This is the principal stone marking Eva Leona Waynick's grave
I can't tell you much about little Leona. Her death escaped the attention of newspaper editors whose issues survived until 2005, so there is no obituary. Because she is buried alone, it seems likely that her parents moved on. Even the inscription on her tombstone is so badly eroded it's almost impossible for a casual visitor to read it. I'll rely on the inscription as recorded by Lucas County Genealogical Society volunteers prior to publication of their 1981 "Lucas County, Iowa, Cemetery Records." According to that volume, the inscription reads: "Eva Leona, Daughter of G.C. & M.A. Waynick, Born May 5, 1876, Died Feb. 11, 1880."
This smaller stone is located at the base of the larger stone.
The mortality schedule attached to the 1880 federal census of Lucas County States only that Eva died of scarlet fever, but does not identify her parents.
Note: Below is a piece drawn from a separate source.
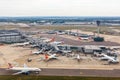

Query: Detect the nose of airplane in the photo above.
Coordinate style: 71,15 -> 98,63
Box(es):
38,68 -> 42,71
Her tombstones tell us, however, that she was a much-loved little girl and that her loss was profoundly felt. The main stone is another example of sculpted marble, a tiny relative of the maiden atop the B.F. Bates tombstone, mentioned earlier, and from the same era. It is located on the north side of the drive leading straight west from the Chariton Cemetery's main entrance, about three quarters of the way to the west end. The once-sparkling white marble, however, has turned gray as 125 years have passed, and so it's easy to overlook.
I do not know where Eva Leona fits into the larger Waynick family, one of Lucas County's oldest. I'm not related to the family, and so have never really bothered to sort it out. Wyatt Waynick and his brother, D.W., arrived out in Cedar Township, out near where Bethel Church and Cemetery now are located, during May of 1848, and other Waynicks came soon thereafter, all settling in the immediate vicinity of Chariton. Most of them are buried in Waynick Cemetery (also known as Holmes), southeast of Chariton, but there also are quite a number of family members in the Chariton Cemetery. So presumably these were little Leona's relatives.
One touching thing about this little stone: For so long as I've been looking at it, someone has always kept a small bouquet of flowers in the crook of sculpted child's arm. I have no idea who, but it's nice that Leona hasn't been forgotten.